Za oknem jesienna
aura, wrzesień zbliża się wielkimi krokami. Owijam się kocem i przeglądam
wakacyjne zdjęcia. Przypominam sobie ten czas, gdy w kraju tym panował spokój,
a my oddawaliśmy się słodkiemu podziwianiu natury. I nieróbstwu też oczywiście.
06.2014r. Okolice Ein Gedi, Izrael |
Będąc w Izraelu
wybraliśmy się nad Morze Martwe, gdzie spędziliśmy kilka dni w namiocie na
darmowym (!) kempingu w okolicy Ein Gedi, gdzie płaciliśmy tylko za toaletę od
8 rano do 20 (około 2zł). Pamiętam te
dni beztroski, kiedy budziliśmy się o 5.30 rano, upał nie pozwalał nam dłużej
wytrzymać w namiocie, szliśmy wykąpać się w jeszcze nie tak bardzo gorącym
morzu, a w zasadzie jeziorze. Później kładliśmy się pod parasolami i
zasypialiśmy na kilka godzin. Błogi sen przerywaliśmy tylko od czasu do czasu,
gdy upał dawał się we znaki. Szliśmy wtedy pod zimny prysznic w okolicy.

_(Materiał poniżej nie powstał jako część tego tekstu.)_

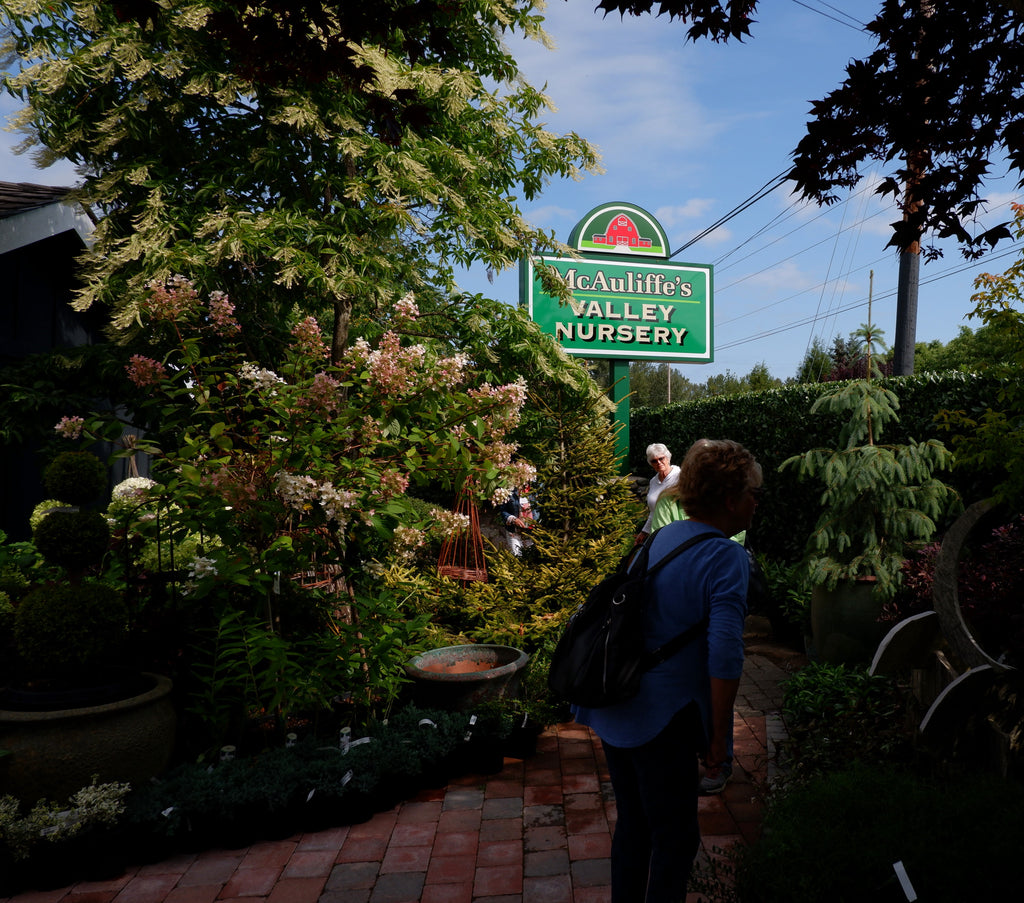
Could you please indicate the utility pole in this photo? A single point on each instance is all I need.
(909, 262)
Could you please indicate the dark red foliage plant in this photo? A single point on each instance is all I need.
(990, 590)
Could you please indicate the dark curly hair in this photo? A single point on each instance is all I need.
(713, 471)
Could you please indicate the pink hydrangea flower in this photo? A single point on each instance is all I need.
(144, 371)
(70, 427)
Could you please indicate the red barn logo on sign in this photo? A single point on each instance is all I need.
(622, 233)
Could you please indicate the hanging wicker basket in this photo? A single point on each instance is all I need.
(462, 555)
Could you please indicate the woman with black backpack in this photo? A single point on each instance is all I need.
(683, 711)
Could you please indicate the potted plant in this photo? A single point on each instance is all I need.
(70, 713)
(878, 500)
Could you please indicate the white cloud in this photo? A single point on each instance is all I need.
(695, 208)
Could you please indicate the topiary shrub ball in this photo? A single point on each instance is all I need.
(62, 629)
(75, 477)
(74, 540)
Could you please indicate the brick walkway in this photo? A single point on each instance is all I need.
(540, 831)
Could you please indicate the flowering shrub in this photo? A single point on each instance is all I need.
(297, 470)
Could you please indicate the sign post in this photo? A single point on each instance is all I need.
(629, 301)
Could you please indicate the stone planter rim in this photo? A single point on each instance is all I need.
(414, 669)
(162, 687)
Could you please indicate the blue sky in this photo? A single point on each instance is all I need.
(688, 132)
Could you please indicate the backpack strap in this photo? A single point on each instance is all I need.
(667, 650)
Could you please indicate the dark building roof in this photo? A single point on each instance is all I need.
(18, 197)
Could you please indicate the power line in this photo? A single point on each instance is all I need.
(761, 192)
(857, 27)
(860, 302)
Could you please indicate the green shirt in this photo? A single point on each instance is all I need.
(668, 509)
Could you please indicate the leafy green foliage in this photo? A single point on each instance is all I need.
(935, 101)
(775, 425)
(991, 436)
(65, 630)
(878, 499)
(989, 586)
(385, 153)
(75, 477)
(837, 837)
(836, 715)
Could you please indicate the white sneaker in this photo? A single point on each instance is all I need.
(715, 779)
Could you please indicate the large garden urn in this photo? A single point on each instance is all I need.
(458, 678)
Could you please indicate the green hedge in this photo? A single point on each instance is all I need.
(777, 424)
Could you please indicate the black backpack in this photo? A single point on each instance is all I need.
(600, 657)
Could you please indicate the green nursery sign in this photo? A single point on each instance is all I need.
(629, 301)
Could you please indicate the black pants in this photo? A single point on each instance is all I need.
(656, 832)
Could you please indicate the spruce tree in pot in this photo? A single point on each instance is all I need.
(878, 500)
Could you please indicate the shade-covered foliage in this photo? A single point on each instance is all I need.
(934, 103)
(375, 159)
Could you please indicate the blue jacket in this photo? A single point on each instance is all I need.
(710, 578)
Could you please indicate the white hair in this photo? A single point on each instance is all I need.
(656, 449)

Później wygłodniali zjadaliśmy fasolę z puszki i słuchając Pink Floyd czekaliśmy
na zachodzące słońce za górami Jordanii. Ten błogostan trwał jednak tylko dwa
dni, bo gdy w następne dowiedzieliśmy się jakie piękności skrywa okoliczny
kanion, leżenie pod parasolem nie było takie pociągające.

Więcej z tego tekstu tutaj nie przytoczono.